Иногда Павлину посещали языческие женщины в богатых нарядах, и вид их всегда напоминал Арсиное о прежних днях. Как ни бедна была она тогда, но все же имела какую-нибудь голубую или красную ленту, чтобы вплести ее в волосы или обшить ею края пеплума.
Теперь она могла носить только белые одежды, и даже какие-нибудь самые бедные яркие безделушки для украшения волос или платья были ей строго запрещены. «Подобная суетная дрянь, — говорила обыкновенно Павлина, — хороша только для язычников; Господь смотрит не на наружность, а на сердце».
Увы, бедное сердце несчастной девушки не могло обращать радостные взоры к небесному отцу; внутри его бушевали ненависть, тоска, горесть, нетерпение, богохульство.
Эта юная душа была создана для радости и любви, но у нее была только грусть. И Арсиноя не переставала тосковать по радости счастья.
Когда наступил ноябрь и ее новая попытка бежать при переезде в городской дом не удалась, Павлина наказала ее тем, что две недели не говорила с нею и запретила говорить с нею и рабыням.
В эти недели разговорчивая дочь Греции была близка к полному отчаянию; мало того, ей всерьез пришла в голову мысль: взбежать на крышу и оттуда броситься на двор. Но Арсиноя слишком любила жизнь, чтобы осуществить это ужасное намерение. Первого декабря Павлина снова заговорила с нею.
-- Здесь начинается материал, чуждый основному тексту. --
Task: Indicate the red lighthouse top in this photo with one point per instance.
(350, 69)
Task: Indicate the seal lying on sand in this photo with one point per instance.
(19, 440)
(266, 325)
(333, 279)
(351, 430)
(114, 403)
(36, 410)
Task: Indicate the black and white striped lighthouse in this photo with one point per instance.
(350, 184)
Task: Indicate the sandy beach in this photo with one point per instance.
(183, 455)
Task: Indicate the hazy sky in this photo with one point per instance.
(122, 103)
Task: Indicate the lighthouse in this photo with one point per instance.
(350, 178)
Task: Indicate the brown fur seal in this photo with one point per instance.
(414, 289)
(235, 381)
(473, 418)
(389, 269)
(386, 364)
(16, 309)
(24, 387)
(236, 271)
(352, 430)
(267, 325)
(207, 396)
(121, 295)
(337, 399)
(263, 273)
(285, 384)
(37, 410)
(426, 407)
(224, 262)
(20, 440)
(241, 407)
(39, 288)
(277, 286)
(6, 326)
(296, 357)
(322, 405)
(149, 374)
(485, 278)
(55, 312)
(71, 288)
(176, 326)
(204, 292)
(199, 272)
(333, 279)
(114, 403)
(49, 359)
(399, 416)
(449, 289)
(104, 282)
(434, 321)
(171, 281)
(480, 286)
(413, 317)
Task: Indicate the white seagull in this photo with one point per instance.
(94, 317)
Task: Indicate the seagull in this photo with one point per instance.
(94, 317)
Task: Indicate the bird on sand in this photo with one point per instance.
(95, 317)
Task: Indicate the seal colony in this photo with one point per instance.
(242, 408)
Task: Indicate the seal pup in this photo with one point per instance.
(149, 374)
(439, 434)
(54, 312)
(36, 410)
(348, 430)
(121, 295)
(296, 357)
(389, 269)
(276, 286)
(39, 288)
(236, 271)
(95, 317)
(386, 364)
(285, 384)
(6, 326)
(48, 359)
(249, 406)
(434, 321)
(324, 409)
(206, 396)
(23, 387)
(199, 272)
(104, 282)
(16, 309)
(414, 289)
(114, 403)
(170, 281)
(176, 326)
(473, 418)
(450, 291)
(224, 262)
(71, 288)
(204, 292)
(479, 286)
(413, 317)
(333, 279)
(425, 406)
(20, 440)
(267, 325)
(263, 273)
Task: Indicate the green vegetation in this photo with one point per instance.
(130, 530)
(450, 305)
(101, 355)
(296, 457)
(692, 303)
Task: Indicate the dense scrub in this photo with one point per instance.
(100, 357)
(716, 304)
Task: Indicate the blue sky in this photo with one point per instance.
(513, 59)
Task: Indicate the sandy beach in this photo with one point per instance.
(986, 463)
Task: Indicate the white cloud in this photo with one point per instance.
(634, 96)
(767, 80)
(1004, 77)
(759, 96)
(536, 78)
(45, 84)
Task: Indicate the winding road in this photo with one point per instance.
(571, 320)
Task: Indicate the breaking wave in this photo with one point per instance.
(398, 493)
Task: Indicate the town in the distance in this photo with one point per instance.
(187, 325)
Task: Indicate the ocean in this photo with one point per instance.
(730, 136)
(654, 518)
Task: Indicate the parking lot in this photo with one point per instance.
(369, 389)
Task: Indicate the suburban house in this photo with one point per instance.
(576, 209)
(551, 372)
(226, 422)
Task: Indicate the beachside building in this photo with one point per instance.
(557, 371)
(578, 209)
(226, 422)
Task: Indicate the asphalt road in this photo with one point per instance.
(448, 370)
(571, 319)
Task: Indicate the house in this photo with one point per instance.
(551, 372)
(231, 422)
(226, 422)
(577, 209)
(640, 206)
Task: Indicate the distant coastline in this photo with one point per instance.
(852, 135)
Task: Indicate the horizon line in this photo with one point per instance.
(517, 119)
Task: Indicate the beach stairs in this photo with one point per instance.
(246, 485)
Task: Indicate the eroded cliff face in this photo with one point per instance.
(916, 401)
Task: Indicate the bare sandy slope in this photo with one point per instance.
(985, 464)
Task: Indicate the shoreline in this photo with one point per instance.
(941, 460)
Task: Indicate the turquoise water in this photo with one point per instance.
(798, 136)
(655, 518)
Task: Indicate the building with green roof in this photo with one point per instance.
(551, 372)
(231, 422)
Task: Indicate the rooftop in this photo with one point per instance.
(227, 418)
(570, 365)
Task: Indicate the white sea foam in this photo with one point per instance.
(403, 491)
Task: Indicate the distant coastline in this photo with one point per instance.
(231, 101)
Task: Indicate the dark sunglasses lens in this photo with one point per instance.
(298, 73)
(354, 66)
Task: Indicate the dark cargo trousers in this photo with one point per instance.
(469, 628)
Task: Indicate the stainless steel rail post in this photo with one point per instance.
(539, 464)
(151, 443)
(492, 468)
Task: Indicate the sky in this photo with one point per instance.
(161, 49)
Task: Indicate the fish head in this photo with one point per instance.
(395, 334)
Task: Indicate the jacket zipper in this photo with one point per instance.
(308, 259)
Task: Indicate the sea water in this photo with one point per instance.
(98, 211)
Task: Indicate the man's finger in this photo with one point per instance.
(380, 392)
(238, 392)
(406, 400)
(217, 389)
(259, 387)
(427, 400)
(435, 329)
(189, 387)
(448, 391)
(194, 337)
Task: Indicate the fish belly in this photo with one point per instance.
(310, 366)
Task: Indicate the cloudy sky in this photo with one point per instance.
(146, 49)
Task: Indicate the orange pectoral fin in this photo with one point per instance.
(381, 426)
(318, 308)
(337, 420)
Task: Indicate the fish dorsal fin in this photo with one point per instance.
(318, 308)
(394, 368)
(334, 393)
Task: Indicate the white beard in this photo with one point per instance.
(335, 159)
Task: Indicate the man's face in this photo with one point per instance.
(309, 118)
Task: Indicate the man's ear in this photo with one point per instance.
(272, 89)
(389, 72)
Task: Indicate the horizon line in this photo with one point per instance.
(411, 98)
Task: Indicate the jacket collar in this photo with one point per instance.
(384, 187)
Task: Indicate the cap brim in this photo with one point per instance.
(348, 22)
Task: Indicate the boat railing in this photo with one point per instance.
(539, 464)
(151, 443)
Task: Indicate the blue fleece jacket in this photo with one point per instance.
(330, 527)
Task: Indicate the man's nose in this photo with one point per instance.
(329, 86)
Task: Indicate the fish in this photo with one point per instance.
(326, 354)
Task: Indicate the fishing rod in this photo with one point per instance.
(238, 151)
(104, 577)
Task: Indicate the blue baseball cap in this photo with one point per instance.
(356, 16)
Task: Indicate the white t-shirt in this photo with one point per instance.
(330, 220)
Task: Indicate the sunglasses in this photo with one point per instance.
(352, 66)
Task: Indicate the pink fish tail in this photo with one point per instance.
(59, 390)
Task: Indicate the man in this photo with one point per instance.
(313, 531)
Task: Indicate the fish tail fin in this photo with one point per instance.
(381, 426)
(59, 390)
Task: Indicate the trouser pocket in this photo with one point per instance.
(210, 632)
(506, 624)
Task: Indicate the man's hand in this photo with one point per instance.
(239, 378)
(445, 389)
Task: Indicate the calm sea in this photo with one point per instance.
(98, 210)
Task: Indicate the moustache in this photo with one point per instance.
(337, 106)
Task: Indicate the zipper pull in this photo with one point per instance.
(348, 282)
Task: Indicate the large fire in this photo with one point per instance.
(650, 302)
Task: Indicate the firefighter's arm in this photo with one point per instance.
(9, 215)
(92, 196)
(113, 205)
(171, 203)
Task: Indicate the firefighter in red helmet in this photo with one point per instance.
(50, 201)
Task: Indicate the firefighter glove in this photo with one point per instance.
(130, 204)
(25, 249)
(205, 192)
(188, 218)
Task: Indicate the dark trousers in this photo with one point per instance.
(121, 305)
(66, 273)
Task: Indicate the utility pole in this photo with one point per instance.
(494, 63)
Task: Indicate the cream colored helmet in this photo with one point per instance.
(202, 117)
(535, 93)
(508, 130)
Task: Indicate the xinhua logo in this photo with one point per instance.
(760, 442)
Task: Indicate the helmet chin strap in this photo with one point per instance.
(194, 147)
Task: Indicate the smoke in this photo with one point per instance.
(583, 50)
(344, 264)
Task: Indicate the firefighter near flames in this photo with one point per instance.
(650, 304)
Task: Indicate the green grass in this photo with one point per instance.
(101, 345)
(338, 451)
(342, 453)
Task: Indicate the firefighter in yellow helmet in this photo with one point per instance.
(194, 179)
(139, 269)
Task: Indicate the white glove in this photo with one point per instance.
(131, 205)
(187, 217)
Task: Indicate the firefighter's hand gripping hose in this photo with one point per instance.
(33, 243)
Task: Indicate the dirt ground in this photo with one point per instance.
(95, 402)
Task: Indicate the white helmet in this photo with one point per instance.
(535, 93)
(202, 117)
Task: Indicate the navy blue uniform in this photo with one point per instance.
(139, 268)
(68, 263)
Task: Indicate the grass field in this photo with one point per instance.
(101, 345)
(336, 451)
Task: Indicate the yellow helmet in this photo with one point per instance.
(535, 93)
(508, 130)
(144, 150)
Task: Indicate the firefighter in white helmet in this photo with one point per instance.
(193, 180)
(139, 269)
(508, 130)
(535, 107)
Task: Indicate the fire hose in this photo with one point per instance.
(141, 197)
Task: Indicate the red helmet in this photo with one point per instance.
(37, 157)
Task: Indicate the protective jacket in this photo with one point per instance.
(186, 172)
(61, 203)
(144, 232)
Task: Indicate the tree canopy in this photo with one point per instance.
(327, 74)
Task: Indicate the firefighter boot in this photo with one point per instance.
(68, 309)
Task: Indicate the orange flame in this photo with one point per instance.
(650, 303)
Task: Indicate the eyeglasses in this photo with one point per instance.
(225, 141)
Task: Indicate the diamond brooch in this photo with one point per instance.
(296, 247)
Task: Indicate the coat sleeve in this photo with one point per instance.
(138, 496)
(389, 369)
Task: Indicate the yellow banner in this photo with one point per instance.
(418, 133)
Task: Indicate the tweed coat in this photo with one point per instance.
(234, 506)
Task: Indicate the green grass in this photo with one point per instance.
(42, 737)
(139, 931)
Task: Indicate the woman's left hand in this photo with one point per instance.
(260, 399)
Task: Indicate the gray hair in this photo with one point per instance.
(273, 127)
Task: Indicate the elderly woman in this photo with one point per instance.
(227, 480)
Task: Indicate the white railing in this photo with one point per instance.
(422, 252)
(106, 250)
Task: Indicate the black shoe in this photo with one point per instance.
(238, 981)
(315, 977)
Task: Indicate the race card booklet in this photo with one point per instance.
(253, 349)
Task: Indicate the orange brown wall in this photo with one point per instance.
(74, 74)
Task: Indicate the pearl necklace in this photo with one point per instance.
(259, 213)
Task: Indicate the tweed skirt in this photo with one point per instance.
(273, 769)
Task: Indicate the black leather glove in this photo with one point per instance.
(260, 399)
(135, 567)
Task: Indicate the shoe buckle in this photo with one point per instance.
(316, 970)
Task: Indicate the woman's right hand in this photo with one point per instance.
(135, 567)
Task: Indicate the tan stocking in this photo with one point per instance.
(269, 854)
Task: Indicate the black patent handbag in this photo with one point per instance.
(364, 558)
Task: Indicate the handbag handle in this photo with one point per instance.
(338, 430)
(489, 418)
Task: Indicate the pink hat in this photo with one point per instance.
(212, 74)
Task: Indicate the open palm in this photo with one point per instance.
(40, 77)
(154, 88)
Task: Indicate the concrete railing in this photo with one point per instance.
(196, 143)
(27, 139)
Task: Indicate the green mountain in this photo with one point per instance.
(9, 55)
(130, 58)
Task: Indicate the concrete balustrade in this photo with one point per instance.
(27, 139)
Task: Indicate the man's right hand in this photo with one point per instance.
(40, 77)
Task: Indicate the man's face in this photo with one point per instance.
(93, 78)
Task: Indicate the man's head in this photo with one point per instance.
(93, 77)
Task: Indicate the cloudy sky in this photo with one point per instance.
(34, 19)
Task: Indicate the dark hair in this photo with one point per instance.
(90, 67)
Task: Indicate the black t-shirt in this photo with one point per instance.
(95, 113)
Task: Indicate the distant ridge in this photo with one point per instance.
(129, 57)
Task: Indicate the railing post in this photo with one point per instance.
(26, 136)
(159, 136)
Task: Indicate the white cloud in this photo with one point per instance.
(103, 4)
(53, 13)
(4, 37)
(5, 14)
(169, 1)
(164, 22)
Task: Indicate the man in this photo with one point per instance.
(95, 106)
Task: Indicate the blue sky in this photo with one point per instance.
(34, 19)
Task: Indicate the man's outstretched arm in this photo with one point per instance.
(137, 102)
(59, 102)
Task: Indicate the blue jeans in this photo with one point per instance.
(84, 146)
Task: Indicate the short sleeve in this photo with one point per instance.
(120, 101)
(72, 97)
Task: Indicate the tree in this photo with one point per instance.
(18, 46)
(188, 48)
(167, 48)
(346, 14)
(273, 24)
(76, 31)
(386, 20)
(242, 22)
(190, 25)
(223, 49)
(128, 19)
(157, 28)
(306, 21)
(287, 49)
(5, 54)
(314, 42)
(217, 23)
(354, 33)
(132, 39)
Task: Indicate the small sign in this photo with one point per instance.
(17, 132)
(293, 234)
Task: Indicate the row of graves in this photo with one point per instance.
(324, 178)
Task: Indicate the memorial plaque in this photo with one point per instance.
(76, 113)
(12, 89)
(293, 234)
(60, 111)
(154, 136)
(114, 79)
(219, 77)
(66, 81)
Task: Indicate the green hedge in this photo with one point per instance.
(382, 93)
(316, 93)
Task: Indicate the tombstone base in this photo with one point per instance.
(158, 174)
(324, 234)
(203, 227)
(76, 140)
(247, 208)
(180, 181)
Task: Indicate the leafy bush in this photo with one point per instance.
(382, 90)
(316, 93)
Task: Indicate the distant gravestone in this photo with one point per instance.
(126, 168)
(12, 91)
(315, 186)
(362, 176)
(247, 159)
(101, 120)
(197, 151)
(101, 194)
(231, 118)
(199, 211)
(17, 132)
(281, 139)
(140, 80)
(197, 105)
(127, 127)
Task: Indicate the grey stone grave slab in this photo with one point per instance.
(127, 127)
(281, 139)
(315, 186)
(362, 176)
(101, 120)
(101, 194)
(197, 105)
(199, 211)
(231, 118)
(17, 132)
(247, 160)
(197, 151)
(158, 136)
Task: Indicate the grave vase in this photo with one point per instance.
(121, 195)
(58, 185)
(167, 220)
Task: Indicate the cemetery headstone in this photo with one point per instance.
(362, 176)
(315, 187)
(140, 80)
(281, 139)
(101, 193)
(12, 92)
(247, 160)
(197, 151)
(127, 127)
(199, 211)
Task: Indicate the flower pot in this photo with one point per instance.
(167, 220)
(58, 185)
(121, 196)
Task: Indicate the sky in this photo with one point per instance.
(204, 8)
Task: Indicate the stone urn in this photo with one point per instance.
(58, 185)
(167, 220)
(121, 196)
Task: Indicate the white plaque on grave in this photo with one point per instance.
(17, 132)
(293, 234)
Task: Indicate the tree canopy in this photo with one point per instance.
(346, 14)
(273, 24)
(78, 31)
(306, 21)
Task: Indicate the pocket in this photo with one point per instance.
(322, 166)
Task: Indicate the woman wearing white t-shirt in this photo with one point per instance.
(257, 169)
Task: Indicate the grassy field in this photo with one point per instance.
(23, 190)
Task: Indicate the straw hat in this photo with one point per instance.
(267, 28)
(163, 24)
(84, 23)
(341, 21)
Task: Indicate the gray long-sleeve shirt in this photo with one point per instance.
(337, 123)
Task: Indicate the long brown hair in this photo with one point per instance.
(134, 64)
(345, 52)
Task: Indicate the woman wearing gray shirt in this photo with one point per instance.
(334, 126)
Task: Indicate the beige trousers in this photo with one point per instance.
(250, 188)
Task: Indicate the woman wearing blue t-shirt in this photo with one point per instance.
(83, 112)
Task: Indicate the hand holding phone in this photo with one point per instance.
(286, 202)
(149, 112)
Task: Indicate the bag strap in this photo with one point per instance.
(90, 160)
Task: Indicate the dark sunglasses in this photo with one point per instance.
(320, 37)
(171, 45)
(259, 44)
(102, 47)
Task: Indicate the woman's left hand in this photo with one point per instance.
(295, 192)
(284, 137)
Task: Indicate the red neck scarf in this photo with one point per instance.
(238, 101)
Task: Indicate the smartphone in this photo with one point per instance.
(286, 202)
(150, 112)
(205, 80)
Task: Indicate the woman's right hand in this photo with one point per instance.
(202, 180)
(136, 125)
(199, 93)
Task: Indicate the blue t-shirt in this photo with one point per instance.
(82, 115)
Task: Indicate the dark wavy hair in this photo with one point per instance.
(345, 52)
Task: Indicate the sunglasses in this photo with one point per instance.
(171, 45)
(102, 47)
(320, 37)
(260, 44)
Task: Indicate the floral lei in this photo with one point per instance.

Как всегда, в длинной ласковой речи она простила ей ее неблагодарность и сказала, сколько часов она провела в молитве об исправлении и просветлении ее души.
Павлина говорила правду, но только наполовину, потому что она никогда не чувствовала истинной любви к Арсиное и уже давно смотрела на все ее действия и движения с антипатией, но ей нужно было ее обращение на путь истинный, так как посредством этого обращения исполнилось бы желание ее сердца.
Не ради строптивой девушки, а ради вечного блаженства своей умершей дочери она молилась о просветлении Арсинои и была неутомима в своих усилиях открыть ее зачерствевшее сердце для веры.
В день, предшествовавший тому утру, когда Поллукс наконец постучался в дверь к христианке, солнце блестело особенно ярко и Павлина позволила Арсиное выехать с нею.
В доме одного христианского семейства, жившего на берегу Мареотийского озера, они пробыли долго, и случилось так, что им пришлось возвращаться домой вечером.
Арсиноя уже давно научилась, как бы смотря в землю, незаметно выглядывать из экипажа и видеть все вокруг. Когда колесница повернула на их улицу, она заметила вдали какого-то высокого мужчину, который показался ей похожим на ее так долго оплакиваемого Поллукса.